Monday – December 4, 2023.

So, for the final project, I have decided to work on this dataset: https://data.boston.gov/dataset/crime-incident-reports-august-2015-to-date-source-new-system

These are the steps for analysis, I will be following for our analysis:

  1. Variety of Crimes in Different Areas:
    1. Group the data by street and analyze the count of unique types of crimes on each street.
    2. Visualize the results using bar charts or other appropriate plots.
  2. Most Common Crime Types, Time, and Day on Specific Streets:
    1. Filter the data for each street and analyze the most common crime types, days, and hours.
    2. Use bar charts, pie charts, or heatmaps for visualization.
  3. Rise in Certain Crimes in Specific Areas:
    1. Perform a temporal analysis to identify trends in specific types of crimes over time.
    2. Use line charts or other time series visualizations.
  4. Common Crimes Rising Over Time:
    1. Analyze the overall trend of common crimes over the entire dataset.
    2. Consider creating a time series plot to visualize the changes.
  5. Common Neighborhoods with Crime:
    1. Group the data by neighborhood to identify areas with higher crime rates.

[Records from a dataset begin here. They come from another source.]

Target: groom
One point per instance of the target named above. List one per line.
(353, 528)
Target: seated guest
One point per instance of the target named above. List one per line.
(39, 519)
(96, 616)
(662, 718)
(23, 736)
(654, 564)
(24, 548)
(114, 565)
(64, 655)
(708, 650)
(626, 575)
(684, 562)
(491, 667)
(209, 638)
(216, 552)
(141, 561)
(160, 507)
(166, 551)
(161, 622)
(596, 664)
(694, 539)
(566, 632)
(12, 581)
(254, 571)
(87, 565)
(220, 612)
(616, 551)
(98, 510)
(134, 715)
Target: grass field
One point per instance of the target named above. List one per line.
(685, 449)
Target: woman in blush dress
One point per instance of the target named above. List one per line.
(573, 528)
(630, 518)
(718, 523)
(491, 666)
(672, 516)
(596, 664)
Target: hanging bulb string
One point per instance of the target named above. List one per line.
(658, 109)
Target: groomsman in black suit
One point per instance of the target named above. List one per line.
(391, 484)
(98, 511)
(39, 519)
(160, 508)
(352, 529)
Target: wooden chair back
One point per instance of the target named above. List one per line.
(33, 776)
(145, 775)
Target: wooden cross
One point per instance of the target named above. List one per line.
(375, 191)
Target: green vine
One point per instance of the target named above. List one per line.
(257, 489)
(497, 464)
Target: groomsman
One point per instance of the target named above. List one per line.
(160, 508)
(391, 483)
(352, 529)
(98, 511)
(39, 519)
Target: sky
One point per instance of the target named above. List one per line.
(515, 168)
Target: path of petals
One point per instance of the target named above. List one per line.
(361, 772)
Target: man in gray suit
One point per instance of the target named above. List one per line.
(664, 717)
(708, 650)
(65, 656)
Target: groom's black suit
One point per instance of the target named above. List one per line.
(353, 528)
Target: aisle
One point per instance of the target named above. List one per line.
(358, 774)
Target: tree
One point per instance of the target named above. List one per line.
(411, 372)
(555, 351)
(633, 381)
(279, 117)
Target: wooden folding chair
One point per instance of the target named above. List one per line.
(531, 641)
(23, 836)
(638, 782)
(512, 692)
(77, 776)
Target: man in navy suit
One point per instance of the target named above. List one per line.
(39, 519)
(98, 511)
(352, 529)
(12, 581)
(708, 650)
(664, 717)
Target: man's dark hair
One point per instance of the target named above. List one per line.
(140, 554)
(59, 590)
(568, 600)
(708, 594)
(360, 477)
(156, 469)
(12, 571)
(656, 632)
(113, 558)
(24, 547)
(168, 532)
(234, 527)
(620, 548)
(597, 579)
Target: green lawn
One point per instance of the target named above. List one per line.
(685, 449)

    2. Visualize the results using maps or bar charts.
  6. Time Analysis:
    1. Analyze the data based on time factors such as month, day of the week, and hour.

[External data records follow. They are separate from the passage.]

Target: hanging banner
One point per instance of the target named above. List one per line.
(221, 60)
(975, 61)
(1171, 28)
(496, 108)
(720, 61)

    2. Identify patterns and trends over time using appropriate visualizations.
  7. Map Chart Visualization:
    1. Utilize the latitude and longitude information to create a map chart.

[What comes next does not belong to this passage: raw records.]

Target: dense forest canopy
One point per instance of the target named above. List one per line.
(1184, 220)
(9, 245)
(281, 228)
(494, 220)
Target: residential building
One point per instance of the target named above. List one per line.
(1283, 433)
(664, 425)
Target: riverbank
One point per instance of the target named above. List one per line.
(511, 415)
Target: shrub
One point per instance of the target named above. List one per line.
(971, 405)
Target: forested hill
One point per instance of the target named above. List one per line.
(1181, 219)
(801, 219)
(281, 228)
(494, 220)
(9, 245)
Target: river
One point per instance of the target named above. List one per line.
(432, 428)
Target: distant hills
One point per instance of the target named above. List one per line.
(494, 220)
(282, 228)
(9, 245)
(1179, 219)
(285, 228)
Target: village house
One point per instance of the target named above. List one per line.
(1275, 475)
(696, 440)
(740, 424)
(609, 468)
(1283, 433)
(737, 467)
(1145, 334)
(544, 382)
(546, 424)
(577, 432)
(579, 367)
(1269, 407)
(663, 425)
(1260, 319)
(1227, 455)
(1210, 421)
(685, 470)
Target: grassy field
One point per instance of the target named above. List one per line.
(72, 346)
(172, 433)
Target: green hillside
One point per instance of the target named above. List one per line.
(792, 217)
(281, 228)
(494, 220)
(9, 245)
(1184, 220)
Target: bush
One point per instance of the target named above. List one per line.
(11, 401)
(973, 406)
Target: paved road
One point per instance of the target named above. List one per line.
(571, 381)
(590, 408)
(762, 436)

    2. Color-code or size-code data points based on the frequency of crimes in each location.
  8. Correlation Analysis:
    1. Use statistical methods to identify correlations between different variables (e.g., time, day, month) and types of crimes.
    2. Visualize correlations using correlation matrices or scatter plots.
  9. Shooting Data Analysis:
    1. Analyze shooting data separately, identifying patterns, and correlations with other variables.
    2. Visualize shooting incidents on a map and explore temporal patterns.
  10. Predictive Models:
    1. Depending on the nature of your dataset, you can build predictive models to forecast future crime incidents or classify incidents into different categories.
    2. Common algorithms include decision trees, random forests, or neural networks.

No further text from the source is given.